Britney Spears the pop icon may have come and gone, but Britney Spears the malware magnet is alive and well.
A group of Russian hackers — possibly working at the behest of the Russian government — has been distributing a malicious Firefox extension, which can draft compromised computers into a botnet. The twist: The command-and-control server pulling the strings of the infected machines is hidden in plain sight, right on Britney Spears's Instagram page. Talk about being a Slave 4 U.
Credit: britneyspears/InstagramInformation comes from WeLiveSecurity, a blog from Bratislava, Slovakia-based security firm ESET. The ESET researchers were looking into Turla, a Russian cyberespionage outfit that has been targeting governments and government officials all around the world for two decades.

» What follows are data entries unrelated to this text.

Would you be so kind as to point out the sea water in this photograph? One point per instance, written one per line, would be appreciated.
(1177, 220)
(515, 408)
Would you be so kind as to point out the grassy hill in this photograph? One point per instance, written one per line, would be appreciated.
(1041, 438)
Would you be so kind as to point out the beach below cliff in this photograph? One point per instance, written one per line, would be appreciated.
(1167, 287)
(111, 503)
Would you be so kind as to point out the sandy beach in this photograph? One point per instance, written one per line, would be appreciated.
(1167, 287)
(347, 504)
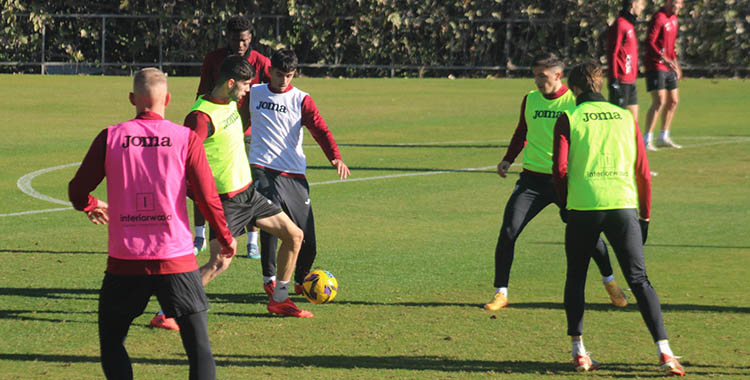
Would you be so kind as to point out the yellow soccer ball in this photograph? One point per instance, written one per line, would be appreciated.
(320, 286)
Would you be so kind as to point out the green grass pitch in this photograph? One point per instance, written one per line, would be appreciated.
(410, 238)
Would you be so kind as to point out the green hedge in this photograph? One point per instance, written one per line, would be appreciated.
(377, 35)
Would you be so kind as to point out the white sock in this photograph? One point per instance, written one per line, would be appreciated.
(578, 348)
(281, 292)
(252, 237)
(663, 347)
(503, 290)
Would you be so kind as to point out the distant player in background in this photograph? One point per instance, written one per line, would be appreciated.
(662, 73)
(602, 178)
(149, 162)
(622, 54)
(239, 38)
(278, 112)
(535, 189)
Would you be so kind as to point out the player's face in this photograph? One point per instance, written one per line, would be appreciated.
(675, 6)
(638, 7)
(547, 79)
(239, 89)
(280, 80)
(239, 42)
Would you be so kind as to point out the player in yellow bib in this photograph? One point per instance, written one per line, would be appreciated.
(535, 189)
(602, 177)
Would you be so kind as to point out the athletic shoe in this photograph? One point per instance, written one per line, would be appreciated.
(199, 244)
(287, 308)
(584, 363)
(252, 251)
(269, 287)
(670, 365)
(498, 302)
(667, 143)
(161, 321)
(616, 295)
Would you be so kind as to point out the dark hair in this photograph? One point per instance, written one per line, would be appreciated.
(284, 60)
(587, 77)
(548, 61)
(239, 24)
(235, 67)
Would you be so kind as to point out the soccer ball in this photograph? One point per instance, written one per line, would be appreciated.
(320, 286)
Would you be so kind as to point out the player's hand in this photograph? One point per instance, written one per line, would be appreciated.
(100, 213)
(230, 250)
(502, 168)
(341, 169)
(644, 228)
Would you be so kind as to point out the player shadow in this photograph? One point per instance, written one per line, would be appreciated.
(417, 145)
(37, 316)
(402, 169)
(52, 251)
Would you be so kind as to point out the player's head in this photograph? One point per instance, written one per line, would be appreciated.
(239, 35)
(235, 75)
(547, 69)
(586, 77)
(673, 6)
(283, 67)
(150, 91)
(635, 7)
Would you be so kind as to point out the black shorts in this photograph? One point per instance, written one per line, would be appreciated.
(661, 80)
(179, 294)
(623, 94)
(244, 209)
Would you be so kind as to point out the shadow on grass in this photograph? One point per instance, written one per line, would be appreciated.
(405, 169)
(562, 244)
(51, 251)
(416, 363)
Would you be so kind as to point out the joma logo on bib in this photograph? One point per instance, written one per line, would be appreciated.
(271, 106)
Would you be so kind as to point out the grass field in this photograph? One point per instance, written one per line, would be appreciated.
(410, 238)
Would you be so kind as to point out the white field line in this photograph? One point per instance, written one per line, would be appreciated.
(24, 183)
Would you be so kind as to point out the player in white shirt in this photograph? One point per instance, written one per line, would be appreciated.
(277, 113)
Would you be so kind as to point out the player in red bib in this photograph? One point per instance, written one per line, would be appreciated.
(662, 73)
(622, 54)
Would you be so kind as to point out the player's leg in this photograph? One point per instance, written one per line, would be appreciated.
(672, 100)
(581, 235)
(121, 299)
(655, 84)
(526, 201)
(182, 297)
(291, 237)
(199, 243)
(624, 233)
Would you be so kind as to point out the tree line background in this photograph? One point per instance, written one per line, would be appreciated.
(359, 37)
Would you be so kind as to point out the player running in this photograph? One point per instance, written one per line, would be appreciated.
(602, 178)
(535, 188)
(662, 73)
(278, 112)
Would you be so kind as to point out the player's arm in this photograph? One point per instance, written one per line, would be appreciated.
(201, 181)
(89, 175)
(560, 149)
(319, 130)
(642, 176)
(517, 142)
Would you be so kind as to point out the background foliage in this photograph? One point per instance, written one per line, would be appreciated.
(379, 35)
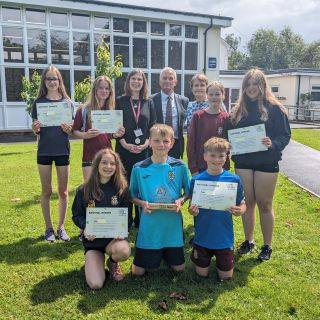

Turla's latest attack involves a shady Firefox extension called HTML Encoding 0.3.7, which ESET discovered on a compromised Swiss website. The website's usual users, Turla reasoned, would download and install the innocuous-sounding extension, then become part of Turla's botnet. At that point, Turla could leverage computers within the botnet to wreak further havoc, from stealing private information to launching denial-of-service attacks.
Botnets through questionable browser extensions are a dime a dozen; what's more interesting is how HTML Encoding 0.3.7 accesses its command-and-control server. Instead of using hyperlinks — which would give away the server's location as soon as researchers discovered it — they hid it in plain sight, in a location that's not only legitimate, but downright popular.
One photo on the official Britney Spears Instagram page shows the pop singer in a skimpy fishnet getup, striking an attractive pose. User asmith2155 commented, "#2hot make loved to her, uupss #Hot #X." It's not the most cogent comment, granted, but it's not radically different from thousands of other half-coherent ramblings on other celebrity Instagram posts.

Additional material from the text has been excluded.